Does anyone else have problems with SearchContextMissingExceptions in scroll/scan operations?
I have logstash indices which each contain 10s of millions of records. I need to walk over
the entire index, processing data from each record. To do this, I'm using the elasticsearch_py
Python library, and Elasticsearch 1.6.0 on a small (4 node) cluster.
Here's my code:
import elasticsearch
import elasticsearch.exceptions
import elasticsearch.helpers as helpers
es = elasticsearch.Elasticsearch(['http://XXX.XXX.XXX.108:9200'],retry_on_timeout=True)
scanResp = helpers.scan(client=es,scroll="5m",index=index_name,timeout="5m",size=1000)
resp={}
for resp in scanResp:
DO STUFF FOR ONE RECORD
The processing is handling serveral thousand records a second when
it running, so I don't think I'm hitting the 5 minute limit.
After an indeterminate amount of time - sometimes quickly sometimes not,
I get this stack dump. I've formatted the last part for easier reading,
and redacted part of the IP addresses.
Traceback (most recent call last):
File "/home/ptrei/util/str2int.py", line 190, in <module>
mymain()
File "/home/ptrei/util/str2int.py", line 177, in mymain
process_index(indexname)
File "/home/ptrei/util/str2int.py", line 112, in process_index
for resp in scanResp:
File "/usr/lib/python2.6/site-packages/elasticsearch-1.4.0-py2.6.egg/elasticsearch/helpers/__init__.py", line 230, in scan
resp = client.scroll(scroll_id, scroll=scroll)

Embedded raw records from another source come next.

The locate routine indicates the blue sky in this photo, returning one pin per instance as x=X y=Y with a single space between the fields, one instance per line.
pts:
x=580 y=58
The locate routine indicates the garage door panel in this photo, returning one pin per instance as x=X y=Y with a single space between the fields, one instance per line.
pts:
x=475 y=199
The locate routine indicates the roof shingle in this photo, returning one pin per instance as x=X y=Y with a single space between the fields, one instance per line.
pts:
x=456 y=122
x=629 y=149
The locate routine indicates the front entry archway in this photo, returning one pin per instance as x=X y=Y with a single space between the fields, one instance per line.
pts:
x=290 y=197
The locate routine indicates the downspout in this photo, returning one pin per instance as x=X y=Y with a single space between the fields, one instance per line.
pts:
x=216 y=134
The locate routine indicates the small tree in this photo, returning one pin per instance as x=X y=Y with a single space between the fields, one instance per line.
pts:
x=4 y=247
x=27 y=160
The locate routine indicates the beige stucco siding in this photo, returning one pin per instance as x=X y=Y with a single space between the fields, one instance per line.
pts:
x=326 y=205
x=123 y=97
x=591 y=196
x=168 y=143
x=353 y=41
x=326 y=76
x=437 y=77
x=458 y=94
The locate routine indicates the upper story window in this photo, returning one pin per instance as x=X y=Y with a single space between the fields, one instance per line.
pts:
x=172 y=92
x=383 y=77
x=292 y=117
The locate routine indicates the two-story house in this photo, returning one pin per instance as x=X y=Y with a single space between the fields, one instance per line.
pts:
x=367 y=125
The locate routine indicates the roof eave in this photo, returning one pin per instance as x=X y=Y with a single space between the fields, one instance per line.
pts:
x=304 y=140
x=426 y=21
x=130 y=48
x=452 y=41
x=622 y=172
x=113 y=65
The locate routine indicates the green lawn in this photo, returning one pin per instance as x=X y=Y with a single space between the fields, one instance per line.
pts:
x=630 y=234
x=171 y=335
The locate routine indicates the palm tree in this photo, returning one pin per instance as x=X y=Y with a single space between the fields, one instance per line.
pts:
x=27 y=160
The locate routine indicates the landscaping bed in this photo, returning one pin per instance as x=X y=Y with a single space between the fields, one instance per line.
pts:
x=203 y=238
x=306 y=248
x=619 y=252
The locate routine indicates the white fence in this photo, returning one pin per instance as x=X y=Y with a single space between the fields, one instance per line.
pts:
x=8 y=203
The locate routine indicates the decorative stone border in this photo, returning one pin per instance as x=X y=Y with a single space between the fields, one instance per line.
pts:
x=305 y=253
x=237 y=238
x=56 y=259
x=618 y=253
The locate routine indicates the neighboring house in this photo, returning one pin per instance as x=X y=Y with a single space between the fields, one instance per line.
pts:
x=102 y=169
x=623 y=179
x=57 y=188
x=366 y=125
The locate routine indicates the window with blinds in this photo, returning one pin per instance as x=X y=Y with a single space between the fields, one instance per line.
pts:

File "/usr/lib/python2.6/site-packages/elasticsearch-1.4.0-py2.6.egg/elasticsearch/client/utils.py", line 68, in _wrapped
return func(*args, params=params, **kwargs)
File "/usr/lib/python2.6/site-packages/elasticsearch-1.4.0-py2.6.egg/elasticsearch/client/__init__.py", line 616, in scroll
params=params, body=scroll_id)
File "/usr/lib/python2.6/site-packages/elasticsearch-1.4.0-py2.6.egg/elasticsearch/transport.py", line 308, in perform_request
status, headers, data = connection.perform_request(method, url, params, body, ignore=ignore, timeout=timeout)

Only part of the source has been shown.